As the tournament was going to be played over three days, Mombasa team that consisted of bankers and civil servants were in a bit of fix; Saturday was a normal work day and the train on Monday was scheduled to leave in the morning.
They were able to move the Governor of Kenya to declare Saturday, April 19 a Bank Holiday and the Chamber of Commerce to delay the train to leave in the afternoon. From the first event, the Mombasa Golf Club captain has been the guest of honour at the tournament’s luncheon.
After the death of Arthur Tannahill, Royal Nairobi Golf Club renamed the tournament Tannahill Shield; a name that is synonymous with the best matchplay competition in Kenya.
Over the years, the tournament has grown in importance and stature and an invitation from the Captain of Royal Nairobi Golf Club is well sought after.
This year there was talk of inviting Nyeri Golf Club back to the Tannahill Shield. They would have been allowed to pick some of the best players from Mt. Kenya region in the same way that clubs from the west of the Rift Valley have presented a formidable team.
But due to the Covid-19 pandemic, this year’s Tannahill Shield is not taking place this Good Friday as has been the tradition for many years. Since the tournament started, the only other time that it was not held was in 1940 due to the start of the second World War.

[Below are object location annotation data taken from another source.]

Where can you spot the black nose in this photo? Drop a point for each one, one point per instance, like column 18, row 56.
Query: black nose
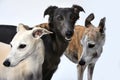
column 82, row 62
column 6, row 63
column 69, row 34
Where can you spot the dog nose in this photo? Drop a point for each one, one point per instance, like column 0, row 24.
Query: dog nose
column 82, row 62
column 6, row 63
column 69, row 34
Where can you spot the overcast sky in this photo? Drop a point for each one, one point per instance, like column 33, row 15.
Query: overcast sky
column 30, row 12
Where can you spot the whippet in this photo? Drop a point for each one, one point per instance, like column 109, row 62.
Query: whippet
column 26, row 55
column 86, row 46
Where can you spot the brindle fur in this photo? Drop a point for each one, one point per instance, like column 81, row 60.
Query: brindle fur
column 75, row 47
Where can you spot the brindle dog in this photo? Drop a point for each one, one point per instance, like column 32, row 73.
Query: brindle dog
column 86, row 46
column 61, row 23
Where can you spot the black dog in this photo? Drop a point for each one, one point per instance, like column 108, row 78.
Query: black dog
column 61, row 23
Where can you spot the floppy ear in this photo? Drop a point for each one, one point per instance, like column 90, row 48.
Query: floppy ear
column 22, row 27
column 50, row 10
column 102, row 25
column 77, row 9
column 39, row 32
column 89, row 19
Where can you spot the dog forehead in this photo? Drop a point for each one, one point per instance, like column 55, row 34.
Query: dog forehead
column 63, row 11
column 21, row 36
column 92, row 33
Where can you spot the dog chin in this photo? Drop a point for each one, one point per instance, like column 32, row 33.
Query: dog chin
column 68, row 39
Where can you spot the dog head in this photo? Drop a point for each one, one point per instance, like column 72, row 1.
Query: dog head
column 24, row 44
column 62, row 20
column 92, row 41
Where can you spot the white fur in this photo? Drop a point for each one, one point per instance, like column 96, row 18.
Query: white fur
column 24, row 61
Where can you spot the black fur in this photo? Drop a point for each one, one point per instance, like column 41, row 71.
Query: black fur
column 61, row 23
column 89, row 19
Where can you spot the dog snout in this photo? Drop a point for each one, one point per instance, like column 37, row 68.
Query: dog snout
column 82, row 62
column 6, row 63
column 69, row 34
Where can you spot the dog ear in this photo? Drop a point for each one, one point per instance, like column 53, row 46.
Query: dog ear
column 77, row 9
column 50, row 10
column 102, row 25
column 22, row 27
column 89, row 19
column 39, row 32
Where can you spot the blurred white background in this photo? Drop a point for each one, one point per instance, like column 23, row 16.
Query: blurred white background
column 30, row 12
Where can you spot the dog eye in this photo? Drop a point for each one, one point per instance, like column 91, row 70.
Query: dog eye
column 91, row 45
column 60, row 18
column 10, row 45
column 72, row 17
column 22, row 46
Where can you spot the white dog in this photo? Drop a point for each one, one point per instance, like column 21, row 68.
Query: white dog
column 26, row 55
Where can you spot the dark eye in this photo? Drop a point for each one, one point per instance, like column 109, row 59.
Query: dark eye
column 72, row 17
column 60, row 17
column 21, row 46
column 10, row 45
column 91, row 45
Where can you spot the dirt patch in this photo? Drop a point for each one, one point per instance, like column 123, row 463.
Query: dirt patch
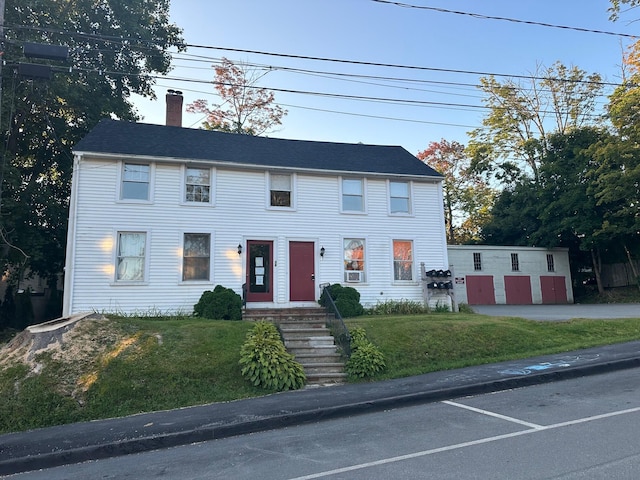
column 74, row 350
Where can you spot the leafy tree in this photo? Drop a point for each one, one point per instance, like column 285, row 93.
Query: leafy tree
column 616, row 5
column 245, row 107
column 522, row 114
column 514, row 217
column 466, row 197
column 561, row 209
column 617, row 179
column 114, row 48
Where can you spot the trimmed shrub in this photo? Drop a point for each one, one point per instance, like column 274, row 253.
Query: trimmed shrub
column 220, row 304
column 397, row 307
column 347, row 300
column 266, row 363
column 366, row 359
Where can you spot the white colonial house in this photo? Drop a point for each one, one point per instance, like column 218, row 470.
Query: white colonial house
column 160, row 214
column 487, row 275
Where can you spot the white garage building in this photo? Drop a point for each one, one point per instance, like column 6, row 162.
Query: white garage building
column 488, row 275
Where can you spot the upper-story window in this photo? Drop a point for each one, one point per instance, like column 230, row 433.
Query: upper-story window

The Tannahill Shield was not suspended during for the entire duration of the War, the very next year golfers were back at it.

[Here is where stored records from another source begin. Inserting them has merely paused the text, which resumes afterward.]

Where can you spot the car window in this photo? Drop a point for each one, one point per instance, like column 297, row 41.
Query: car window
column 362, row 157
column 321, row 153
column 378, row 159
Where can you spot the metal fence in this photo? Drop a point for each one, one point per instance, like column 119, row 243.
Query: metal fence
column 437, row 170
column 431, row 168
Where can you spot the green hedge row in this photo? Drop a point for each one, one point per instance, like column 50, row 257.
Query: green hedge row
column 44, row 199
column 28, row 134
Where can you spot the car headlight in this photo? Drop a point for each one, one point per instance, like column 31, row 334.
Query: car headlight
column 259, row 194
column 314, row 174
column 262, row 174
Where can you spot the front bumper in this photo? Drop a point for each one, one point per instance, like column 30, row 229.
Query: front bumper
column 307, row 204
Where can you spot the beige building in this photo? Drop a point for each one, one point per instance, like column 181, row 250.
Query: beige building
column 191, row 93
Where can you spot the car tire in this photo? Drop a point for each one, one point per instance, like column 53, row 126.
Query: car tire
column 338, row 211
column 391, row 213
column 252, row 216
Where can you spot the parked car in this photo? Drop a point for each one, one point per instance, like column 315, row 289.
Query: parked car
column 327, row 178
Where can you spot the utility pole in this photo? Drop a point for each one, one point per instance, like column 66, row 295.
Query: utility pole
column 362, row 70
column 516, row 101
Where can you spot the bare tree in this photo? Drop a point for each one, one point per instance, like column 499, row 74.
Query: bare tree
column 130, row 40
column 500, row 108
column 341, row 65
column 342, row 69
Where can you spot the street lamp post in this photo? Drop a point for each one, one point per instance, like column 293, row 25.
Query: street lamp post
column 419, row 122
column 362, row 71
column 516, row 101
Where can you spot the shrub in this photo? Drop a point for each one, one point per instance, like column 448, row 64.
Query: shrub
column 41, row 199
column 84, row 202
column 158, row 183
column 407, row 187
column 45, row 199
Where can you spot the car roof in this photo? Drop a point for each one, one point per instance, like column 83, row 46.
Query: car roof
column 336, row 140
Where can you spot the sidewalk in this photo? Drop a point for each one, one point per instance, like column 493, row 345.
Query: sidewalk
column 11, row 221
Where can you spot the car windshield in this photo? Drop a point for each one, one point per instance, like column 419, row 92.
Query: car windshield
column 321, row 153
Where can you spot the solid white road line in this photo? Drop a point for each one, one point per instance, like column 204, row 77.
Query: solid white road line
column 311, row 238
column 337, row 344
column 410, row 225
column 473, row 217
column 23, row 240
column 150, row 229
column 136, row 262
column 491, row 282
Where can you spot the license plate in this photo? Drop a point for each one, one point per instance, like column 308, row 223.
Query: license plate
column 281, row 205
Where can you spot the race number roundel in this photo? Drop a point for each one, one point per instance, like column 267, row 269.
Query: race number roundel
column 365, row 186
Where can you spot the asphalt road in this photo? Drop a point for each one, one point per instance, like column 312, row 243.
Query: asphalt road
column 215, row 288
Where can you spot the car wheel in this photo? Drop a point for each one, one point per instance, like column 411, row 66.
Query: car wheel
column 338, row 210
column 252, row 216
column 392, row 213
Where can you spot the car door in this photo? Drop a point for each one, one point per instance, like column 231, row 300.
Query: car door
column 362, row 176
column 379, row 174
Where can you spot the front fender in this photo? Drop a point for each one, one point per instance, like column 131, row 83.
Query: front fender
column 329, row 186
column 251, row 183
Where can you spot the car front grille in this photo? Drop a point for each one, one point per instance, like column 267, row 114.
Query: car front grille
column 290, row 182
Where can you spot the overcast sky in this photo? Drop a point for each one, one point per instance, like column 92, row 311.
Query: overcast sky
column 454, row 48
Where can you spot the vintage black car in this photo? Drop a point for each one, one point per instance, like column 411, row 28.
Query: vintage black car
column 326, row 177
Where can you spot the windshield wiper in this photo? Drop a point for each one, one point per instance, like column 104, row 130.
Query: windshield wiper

Instead of congregating at Royal Nairobi Golf Club for the Tannahill Shield this weekend, we shall be remembering a past Guest of Honour, Mark Mbua.
Mbua who served as the Golf Captain of Mombasa Golf Club in 2017-2018, died this week as a result of Covid-19. It is reported that the last round of golf that he played was at Royal Nairobi Golf Club on March 13. To golfers, especially those who have participated in the Tannahill Shield in recent years, the news of Mbua’s death must have come as a great shock and a realisation that this virus is now among us.
This Easter, let us pray for all those infected and those affected by this dreadful pandemic. Let us all stay safe by observing the guidelines set out by the Government of Kenya and the Kenya Golf Union. When the Covid-19 pandemic is under control, we shall have other opportunities to play this game that we love.
As for the dearly departed Captain, and all others who have lost their lives as a result of this virus, may God grant them eternal joy on heaven’s fairways. May their souls rest in peace.